Principles for Assessing Adversity in Toxicologic Clinical Pathology

There is limited direction in the literature or regulatory guidance on determination of adversity for clinical pathology (CP) biomarkers in preclinical safety studies. Toxicologic clinical pathologists representing the American Society for Veterinary Clinical Pathology—Regulatory Affairs Committee and Society of Toxicologic Pathology—Clinical Pathology Interest Group identified principles, overall approach, and unique considerations for assessing adversity in CP data interpretation to provide a consensus opinion.
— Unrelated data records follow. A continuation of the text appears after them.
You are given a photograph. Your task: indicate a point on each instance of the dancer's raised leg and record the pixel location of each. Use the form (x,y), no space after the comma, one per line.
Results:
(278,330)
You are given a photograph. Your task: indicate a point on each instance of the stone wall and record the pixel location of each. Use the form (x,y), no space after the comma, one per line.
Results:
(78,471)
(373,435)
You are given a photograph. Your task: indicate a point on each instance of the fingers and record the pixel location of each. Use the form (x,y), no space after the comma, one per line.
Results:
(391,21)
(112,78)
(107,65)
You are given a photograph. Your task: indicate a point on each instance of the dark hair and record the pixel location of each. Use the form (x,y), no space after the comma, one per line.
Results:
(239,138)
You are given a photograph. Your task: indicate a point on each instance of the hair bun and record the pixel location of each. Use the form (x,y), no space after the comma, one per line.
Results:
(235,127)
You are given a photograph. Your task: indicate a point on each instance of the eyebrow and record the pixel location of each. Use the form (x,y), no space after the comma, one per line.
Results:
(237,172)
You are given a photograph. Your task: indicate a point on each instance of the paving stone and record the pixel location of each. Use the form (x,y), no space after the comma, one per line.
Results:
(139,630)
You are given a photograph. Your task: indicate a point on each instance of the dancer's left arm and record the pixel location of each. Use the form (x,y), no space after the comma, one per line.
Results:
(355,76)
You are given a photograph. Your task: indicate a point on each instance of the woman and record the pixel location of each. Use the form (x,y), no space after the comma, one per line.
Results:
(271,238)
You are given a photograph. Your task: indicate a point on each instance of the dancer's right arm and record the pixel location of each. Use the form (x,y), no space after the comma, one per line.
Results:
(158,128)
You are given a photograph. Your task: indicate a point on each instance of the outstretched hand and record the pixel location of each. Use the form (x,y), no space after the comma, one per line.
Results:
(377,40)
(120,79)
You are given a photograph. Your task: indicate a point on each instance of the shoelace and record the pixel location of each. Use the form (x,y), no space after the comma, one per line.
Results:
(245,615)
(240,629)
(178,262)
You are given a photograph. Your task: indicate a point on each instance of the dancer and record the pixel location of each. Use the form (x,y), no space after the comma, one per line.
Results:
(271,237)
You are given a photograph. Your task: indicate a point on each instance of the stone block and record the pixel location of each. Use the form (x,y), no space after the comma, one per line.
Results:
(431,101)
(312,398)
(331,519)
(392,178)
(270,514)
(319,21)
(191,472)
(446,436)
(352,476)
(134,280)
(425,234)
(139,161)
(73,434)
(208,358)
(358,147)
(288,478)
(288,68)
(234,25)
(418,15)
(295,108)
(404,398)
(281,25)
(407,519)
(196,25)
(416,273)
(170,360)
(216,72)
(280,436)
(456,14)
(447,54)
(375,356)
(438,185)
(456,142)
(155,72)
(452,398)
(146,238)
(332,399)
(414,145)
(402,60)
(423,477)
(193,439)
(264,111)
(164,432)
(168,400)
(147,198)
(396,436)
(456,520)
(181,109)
Emphasized is the need for pathophysiologic context and a weight-of-evidence approach. Most CP biomarkers do not have the potential to be adverse in isolation, regardless of magnitude of change. Rather, they quantify or describe the impact of effects, provide adjunct or supportive information regarding a process or pathogenesis, and provide translational biomarkers of effect. Most often, CP changes are part of a constellation of findings that collectively are adverse. Thus, most CP changes must be interpreted in conjunction with other study findings and require contextual and integrative interpretation. Exceptions include critical CP changes without correlates that indicate a health risk in the tested species. Overall, CP changes should not be interpreted in isolation and their adversity is best addressed with an integrated approach.